Now sum(seq3()) will once again compute the desired sum. At no point will the entire sequence be in memory. Instead, each time that sum requests a new value, the code in seq3() will run until it next yields a value, at which point its execution will be suspended until the next value is requested.

Here is yet another way to generate the sequence of numbers:

def seq4():
    return (i for i in range(1000) if i % 3 == 0 or i % 5 == 0)

This looks just like seq2(), but we use parentheses instead of brackets, so we have a generator comprehension. Like seq3(), seq4() will return a generator object that can produce values one by one, without needing all values to be in memory.

In the examples above, seq2() is essentially a more compact syntax for seq1(), and seq4() is essentially a more compact syntax for seq3().

Infinite sequences

A generator function may even produce a infinite sequence of values.
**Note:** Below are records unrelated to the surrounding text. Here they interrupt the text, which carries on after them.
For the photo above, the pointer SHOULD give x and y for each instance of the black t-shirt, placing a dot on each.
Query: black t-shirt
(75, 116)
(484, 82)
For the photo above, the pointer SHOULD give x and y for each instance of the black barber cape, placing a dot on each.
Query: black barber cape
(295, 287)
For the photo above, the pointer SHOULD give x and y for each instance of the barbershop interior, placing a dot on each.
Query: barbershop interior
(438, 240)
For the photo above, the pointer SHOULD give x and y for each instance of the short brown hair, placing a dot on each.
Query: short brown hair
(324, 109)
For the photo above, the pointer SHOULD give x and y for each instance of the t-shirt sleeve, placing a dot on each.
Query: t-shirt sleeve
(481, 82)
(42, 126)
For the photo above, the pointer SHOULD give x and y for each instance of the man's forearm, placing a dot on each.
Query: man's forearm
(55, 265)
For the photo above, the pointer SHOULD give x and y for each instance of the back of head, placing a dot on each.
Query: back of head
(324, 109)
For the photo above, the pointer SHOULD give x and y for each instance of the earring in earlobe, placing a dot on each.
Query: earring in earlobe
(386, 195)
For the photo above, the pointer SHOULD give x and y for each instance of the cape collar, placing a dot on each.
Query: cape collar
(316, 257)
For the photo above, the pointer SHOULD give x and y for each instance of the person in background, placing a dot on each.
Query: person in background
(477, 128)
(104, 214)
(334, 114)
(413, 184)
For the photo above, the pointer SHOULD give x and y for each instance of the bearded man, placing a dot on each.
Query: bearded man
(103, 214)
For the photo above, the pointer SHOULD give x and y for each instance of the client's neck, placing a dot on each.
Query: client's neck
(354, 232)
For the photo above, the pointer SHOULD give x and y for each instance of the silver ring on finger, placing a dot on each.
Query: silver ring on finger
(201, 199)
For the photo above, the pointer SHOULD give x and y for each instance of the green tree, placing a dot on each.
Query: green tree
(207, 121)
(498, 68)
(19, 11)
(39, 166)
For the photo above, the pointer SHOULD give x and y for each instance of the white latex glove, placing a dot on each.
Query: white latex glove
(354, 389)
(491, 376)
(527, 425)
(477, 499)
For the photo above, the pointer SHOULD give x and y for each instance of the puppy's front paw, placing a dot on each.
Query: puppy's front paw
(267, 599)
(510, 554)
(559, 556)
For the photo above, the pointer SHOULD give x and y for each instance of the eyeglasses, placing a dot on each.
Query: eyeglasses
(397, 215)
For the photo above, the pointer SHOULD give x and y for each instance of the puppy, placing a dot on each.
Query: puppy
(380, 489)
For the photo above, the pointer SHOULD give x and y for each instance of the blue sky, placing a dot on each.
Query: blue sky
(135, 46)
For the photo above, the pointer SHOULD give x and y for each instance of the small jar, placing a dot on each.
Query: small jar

For example:

def fibs():
    a = 1
    b = 1
    while True:
        yield a
        a, b = b, a + b

This function produces the infinite sequence of Fibonacci numbers. You probably don't want to try to print them all:

for n in fibs():  # an infinite loop
  print(n)

However you could reasonably print just some of them:

for n in fibs():
  if (n > 1_000_000)
    break
  print(n)

Infinite sequences can be useful in functional programming, and you will explore them more when you learn Haskell in a later class.

Testing code

Especially as we start to write larger programs, it is useful to write automated tests that check that our programs behave as expected. Large programs commonly have hundreds or even thousands of test cases.

A unit test tests some small piece of a program's functionality, generally a single function or class. Progams also often include integration tests that check that the entire program (or subsystems of it) work correctly. You may also hear about regression tests, which are specifically designed to test that a bug that has been fixed does not reappear again.

Often we write tests with the help of a test framework that automatically discovers tests in our code, runs them and reports on their success. For Python, I recommend the pytest framework, which is easy to get started with. You can get started with it by reading the helpful documentation on its web site.